Annie Leibovitz: A snapshot of the perils of mixing art and money


Legendary photographer Annie Leibovitz has fallen afoul of her erstwhile saviors, Art Capital Group. Last year, Art Capital lent her $24 million in return for the right to sell her art and homes; now it is saying that the artist refuses to follow through on her obligations. Art Capital Group has filed suit in New York State Supreme Court, New York County (Art Capital Group Inc. v Leibovitz).

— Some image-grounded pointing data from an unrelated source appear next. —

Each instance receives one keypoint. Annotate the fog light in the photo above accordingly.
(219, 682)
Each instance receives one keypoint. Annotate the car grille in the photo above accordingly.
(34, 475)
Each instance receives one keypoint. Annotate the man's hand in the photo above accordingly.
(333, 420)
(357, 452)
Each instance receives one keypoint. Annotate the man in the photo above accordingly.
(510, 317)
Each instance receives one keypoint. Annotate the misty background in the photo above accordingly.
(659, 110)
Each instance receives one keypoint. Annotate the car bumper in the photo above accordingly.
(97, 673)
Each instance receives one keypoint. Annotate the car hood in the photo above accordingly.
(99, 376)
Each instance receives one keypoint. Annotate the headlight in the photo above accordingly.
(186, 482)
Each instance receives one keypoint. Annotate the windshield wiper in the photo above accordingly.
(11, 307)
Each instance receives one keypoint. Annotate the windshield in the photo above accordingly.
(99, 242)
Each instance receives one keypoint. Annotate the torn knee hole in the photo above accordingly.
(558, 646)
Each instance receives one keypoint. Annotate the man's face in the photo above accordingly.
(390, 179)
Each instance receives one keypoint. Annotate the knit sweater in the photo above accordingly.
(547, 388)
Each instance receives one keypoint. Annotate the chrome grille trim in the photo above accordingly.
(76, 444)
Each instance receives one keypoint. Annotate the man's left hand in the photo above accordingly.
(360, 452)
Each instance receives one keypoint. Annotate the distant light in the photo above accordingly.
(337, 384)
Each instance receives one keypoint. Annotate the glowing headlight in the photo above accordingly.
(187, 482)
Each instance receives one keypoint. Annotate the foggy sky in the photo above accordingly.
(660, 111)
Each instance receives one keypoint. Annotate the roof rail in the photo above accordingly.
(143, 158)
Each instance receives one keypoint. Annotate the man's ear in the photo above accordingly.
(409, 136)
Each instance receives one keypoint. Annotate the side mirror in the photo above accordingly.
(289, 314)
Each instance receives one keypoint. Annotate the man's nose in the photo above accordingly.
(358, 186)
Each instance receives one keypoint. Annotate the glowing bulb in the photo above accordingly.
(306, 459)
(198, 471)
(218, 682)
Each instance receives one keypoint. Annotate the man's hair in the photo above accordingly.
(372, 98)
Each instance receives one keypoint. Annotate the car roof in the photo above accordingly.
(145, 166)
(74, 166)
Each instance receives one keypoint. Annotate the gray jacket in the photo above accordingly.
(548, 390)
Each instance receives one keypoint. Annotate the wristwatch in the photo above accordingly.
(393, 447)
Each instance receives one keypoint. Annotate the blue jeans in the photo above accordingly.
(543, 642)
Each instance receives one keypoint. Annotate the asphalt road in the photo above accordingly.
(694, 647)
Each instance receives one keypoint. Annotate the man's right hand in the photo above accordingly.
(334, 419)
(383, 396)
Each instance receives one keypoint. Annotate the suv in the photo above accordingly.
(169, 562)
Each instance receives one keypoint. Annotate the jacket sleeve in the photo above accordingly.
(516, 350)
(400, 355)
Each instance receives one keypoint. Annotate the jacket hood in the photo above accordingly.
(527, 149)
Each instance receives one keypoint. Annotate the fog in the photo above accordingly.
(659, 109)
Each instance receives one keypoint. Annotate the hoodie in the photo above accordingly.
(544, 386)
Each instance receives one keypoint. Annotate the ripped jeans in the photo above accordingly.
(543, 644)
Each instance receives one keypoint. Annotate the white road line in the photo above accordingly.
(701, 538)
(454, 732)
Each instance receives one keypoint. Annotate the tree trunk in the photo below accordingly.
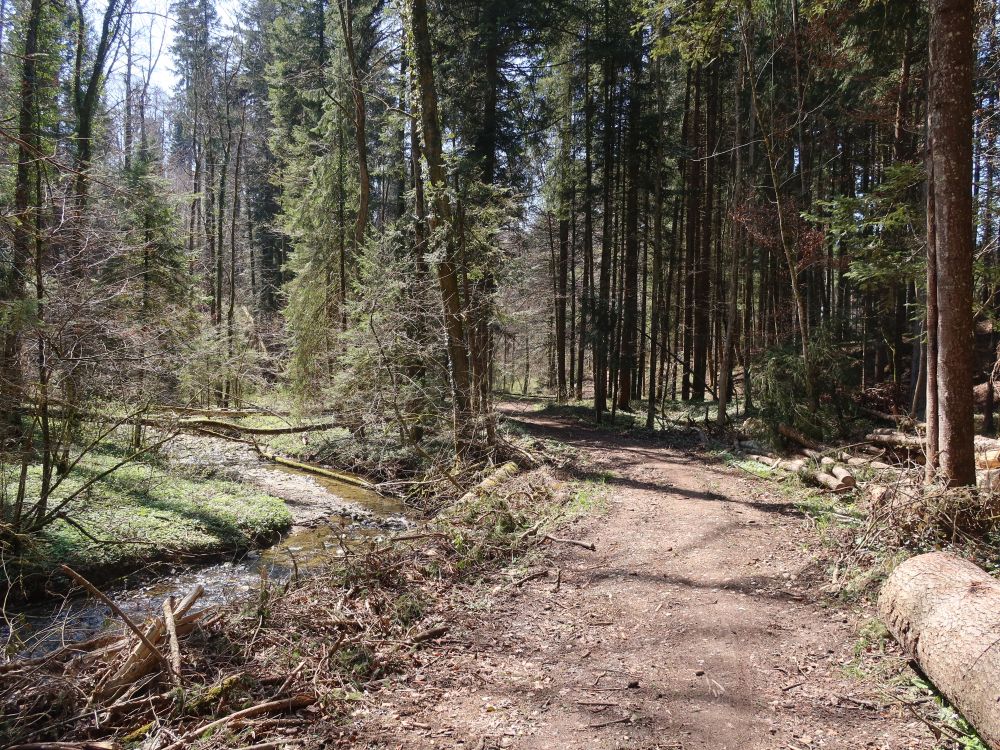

Last year, when Liebovitz originally sought Art Capital Group's help, she was beset by tax liens, mortgages and other unpaid bills. The company, which provides financial and investment banking services to artists, art collectors and other participants in the art market, agreed to help her through her financial straits. To secure the $24 million loan, Leibovitz pledged as collateral her artwork, photography archives, and real estate (in Greenwich Village and Rhinebeck, NY). The complaint filed by Art Capital Group also states that the collateral includes every photo she has taken – from John Lennon to a nude, pregnant Demi Moore. A default, according to the agreement, would allow Art Capital Group to sell the collateral. Yet, the financiers allege that Leibovitz is trying extract herself from her contractual obligations. They say she hasn't paid several hundred thousand dollars, wouldn't let real estate agents access her properties and is generally getting in the way of Art Capital Group's divestiture efforts.